ImJustWan/minishell_42

 
 

Folders and files

NameName
Last commit message
Last commit date

Latest commit

 
 
 
 
 
 
 
 
 
 
 
 
 
 
 
 
 
 
 
 
 

Repository files navigation

Minishell

A 42 Paris project

main_img

Subject

Minishell is a level 03 project at 42 Paris and an emblematic exercice for any computer science student.

The subject is pretty straightforward : Recode a (limited version) POSIX Shell in C.

The scope is fully 'functionnal' as we were not required to code any graphic interface (opening a new window, etc) but 'only' interpret and execute the instruction(s) given in the prompt line ➜ Minishe·elle . The ./minishell program is able to run most of the basic instructions a shell can handle, such as echo, ls, cat, cd, mkdir... and even run other executable such as previous 42 projects (think push_swap, fdf, etc). A set of basic commands also have to be recoded inside our program, to be able to run basic instructions even when ./minishell is launched without any environment variables (but we'll get on that later on).
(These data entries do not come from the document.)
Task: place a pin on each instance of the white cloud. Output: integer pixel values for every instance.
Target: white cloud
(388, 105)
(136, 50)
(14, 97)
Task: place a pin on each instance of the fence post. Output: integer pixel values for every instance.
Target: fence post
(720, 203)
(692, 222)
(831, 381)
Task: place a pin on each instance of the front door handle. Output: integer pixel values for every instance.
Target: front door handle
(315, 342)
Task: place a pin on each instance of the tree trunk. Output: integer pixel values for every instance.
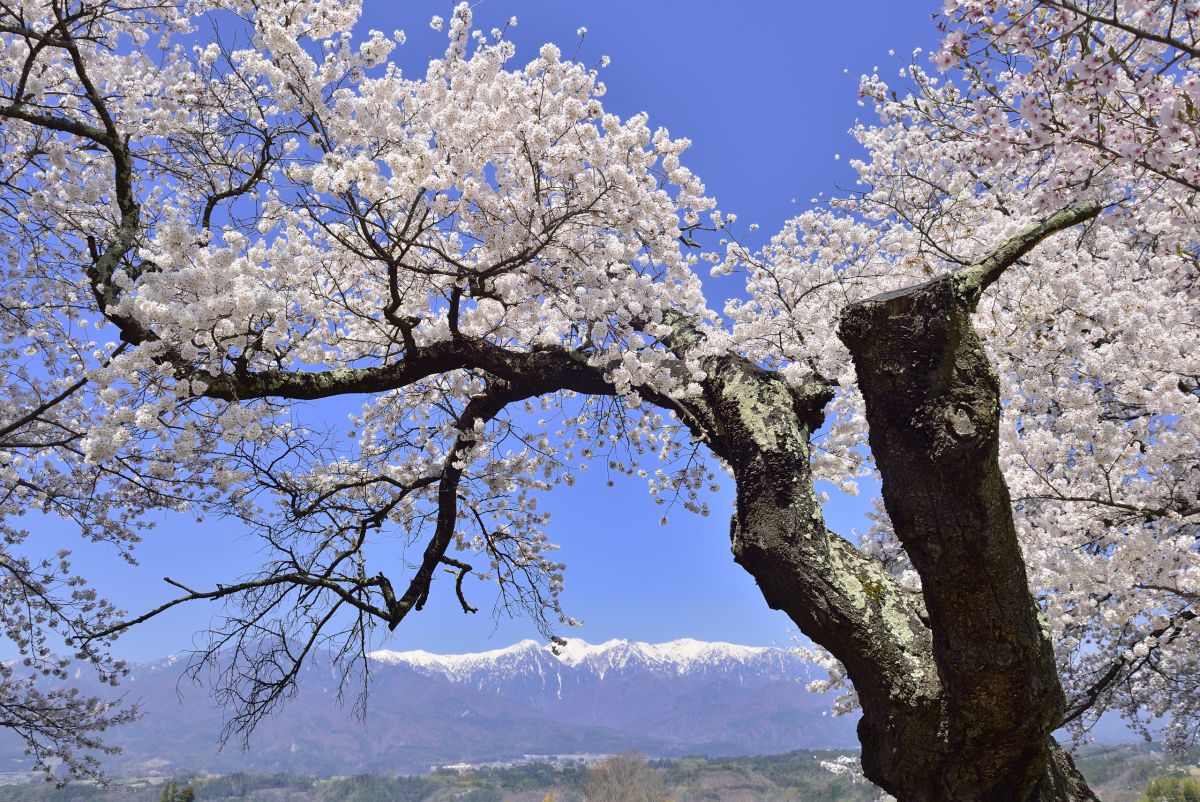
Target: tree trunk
(958, 683)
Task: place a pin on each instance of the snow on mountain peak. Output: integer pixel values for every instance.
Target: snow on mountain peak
(682, 656)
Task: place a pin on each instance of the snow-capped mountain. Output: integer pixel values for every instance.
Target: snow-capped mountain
(684, 657)
(684, 696)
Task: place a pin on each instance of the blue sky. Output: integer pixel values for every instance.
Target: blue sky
(766, 89)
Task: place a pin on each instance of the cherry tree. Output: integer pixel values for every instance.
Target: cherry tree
(203, 240)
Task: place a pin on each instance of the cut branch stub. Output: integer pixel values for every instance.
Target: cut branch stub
(933, 408)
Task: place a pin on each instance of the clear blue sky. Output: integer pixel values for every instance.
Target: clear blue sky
(766, 89)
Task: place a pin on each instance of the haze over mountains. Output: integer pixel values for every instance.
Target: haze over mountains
(684, 696)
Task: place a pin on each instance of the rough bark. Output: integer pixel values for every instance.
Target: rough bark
(933, 406)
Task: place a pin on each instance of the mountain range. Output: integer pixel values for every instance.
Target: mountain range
(427, 710)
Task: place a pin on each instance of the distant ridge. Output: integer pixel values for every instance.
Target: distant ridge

If you have any questions - shoot us an email or ping us on Discord, we'll be happy to help!

Wonderwomen

Minishell is the first group project (within the common core curriculum of 42), which has to be done in pairs. The point of working on a group project is to emulate real life work - where we'll have to work on projects with bigger scopes and review code or get our own code reviewed. Which is why, when working with one or several persons, knowing exactly each other's scope is key to avoid any overlapping or redundancy. Another key learning point was the use of git (branching, merging, etc). By the way, the first thing we did was a git crash course.

I was very happy Tiffany asked me to become her Minishell mate! We were lucky enough to be coding in a very similar way so working together and reviewing eachother's code was a breeze! Our respective professionnal experience was also an asset for us as we apprehended this big piece of a project from a macro perspective first. And on a more personnal level - we became really good friends. So thank you Tiffany !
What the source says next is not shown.